The digital revolution is raging, but will it pay?
The internet has led to seismic changes in distribution and content, but it hasn’t supported real corporate growth, Jon Miller, News Corp.’s chief digital officer, said at TheGrill on Tuesday morning.
“In the internet business, the amount of sustained companies are not that many, and this scares me. In the era of broadband and mobile, there are huge winners but very few overall sustaining companies,” Miller said.
Yet Miller said News Corp. was committed to forging digital revenue streams and working with Silicon Valley players to form mutually beneficial partnerships — be they through recent rental pacts with Apple TV or an October relaunch of the company’s faltering social network site MySpace.
“We’re in a posture of engagement. These terms of trade are going to get worked out, we want to engage and figure stuff out,” Miller said in reference to the company’s controversial decision to get on board with Apple TV. (Photograph by Jonathan Alcorn)

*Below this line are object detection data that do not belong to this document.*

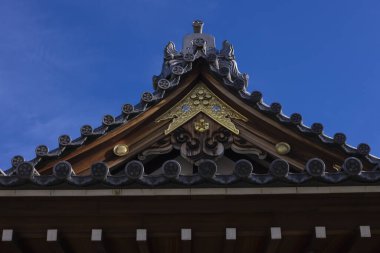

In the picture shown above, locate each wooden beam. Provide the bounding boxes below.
[1,229,25,253]
[46,229,69,253]
[304,226,327,253]
[181,228,191,253]
[223,228,236,253]
[264,227,282,253]
[136,229,150,253]
[347,226,372,253]
[91,229,107,253]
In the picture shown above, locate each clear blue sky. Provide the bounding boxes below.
[0,0,380,169]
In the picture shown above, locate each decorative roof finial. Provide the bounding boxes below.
[193,20,204,33]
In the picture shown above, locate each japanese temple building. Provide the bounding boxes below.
[0,21,380,253]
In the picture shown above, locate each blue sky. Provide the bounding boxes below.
[0,0,380,169]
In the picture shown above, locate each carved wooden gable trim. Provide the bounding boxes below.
[156,83,248,135]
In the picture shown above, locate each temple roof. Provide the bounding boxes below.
[0,21,380,187]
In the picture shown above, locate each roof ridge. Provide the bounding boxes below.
[3,20,380,174]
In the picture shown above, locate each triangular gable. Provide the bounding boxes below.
[0,22,380,188]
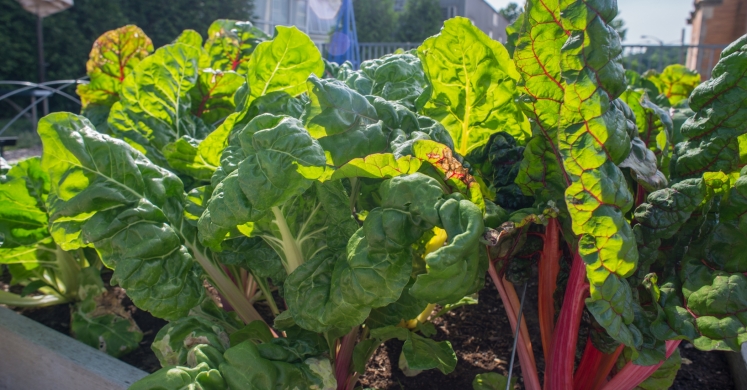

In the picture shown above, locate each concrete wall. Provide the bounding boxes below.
[686,0,747,74]
[440,0,508,43]
[464,0,508,43]
[690,0,747,45]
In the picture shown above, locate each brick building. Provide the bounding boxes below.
[687,0,747,74]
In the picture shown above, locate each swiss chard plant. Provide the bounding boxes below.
[30,0,747,390]
[0,157,143,356]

Key to this detente is getting tech companies to recognize the value of premium content — something Miller believes companies such as Apple see as essential to selling mobile devices.
“There are different cultures, media and technology — the real difference is that the media industry works on a basis of ‘I’m OK, you’re OK … we have ‘Avatar,’ you have ‘Alice in Wonderland,’" Miller said. “With tech companies, they think, ‘I’m OK, you’re dead. ‘ They think in terms of platform wars.”
Miller thinks it's important that these media-company confrontations yield multiple victors.
“Multiple platforms serve to keep value of content up,” Miller said. “Really good platforms need premium content. With cloud lockers and so on, we can create a secure environment and have the ability to get to new customers around the world. That could mean hundreds of millions, if not billions of new customers.”
Yet these emerging platforms have led to a power shift. With Netflix’s streaming service and video-on-demand services, consumers can pick and choose what they want to watch and even how much they’re willing to pay for it. That’s been enormously disruptive to media companies’ bottom lines, he said.
“The internet tends toward unbundling, and that has been a healthy model [for media companies]. This is what’s going to play out this year and next year, but the cement's not dry yet. This hasn't been figured out yet, and it’s going to get figured out.".
One thing that News Corp. is committed to figuring out is the atrophying social networking site MySpace. Miller was bullish that the October relaunch would allow MySpace to recapture some of the heat its lots to Facebook.
“This is a full-on relaunch, and it’s a full swing of the bat, and that’s what you have to do,” Miller said. “It’s exciting, and its very different. It’s going to jar some people, and its much more back to its roots. It’s rock 'n’ roll. It’s not fascist, it’s libertarian.”
Miller believes that MySpace’s chief competitor, Facebook, also represents exciting opportunities for News Corp. content, even though the company has not fully embraced the possibilities.
“Facbeook hasn’t loved Madison Avenue. i think over time they will as part of their company’s maturation,” Miller said. “They’re saying we’re not a curator … but that’s a big deal, because with such a multitude of content, all that curation matters.”
Miller also extended the olive branch to another disrupter — subscription rental giant Netflix. He lauded the company by saying it had figured out how to make the new digital age pay, though he indicated that he hoped that Netflix would embrace some alternate revenue streams such as advertising.
He also predicted the rest of Hollywood would eventually embrace Netflix and it streaming service.
“People have a way of warming to people with checkbooks,” Miller said.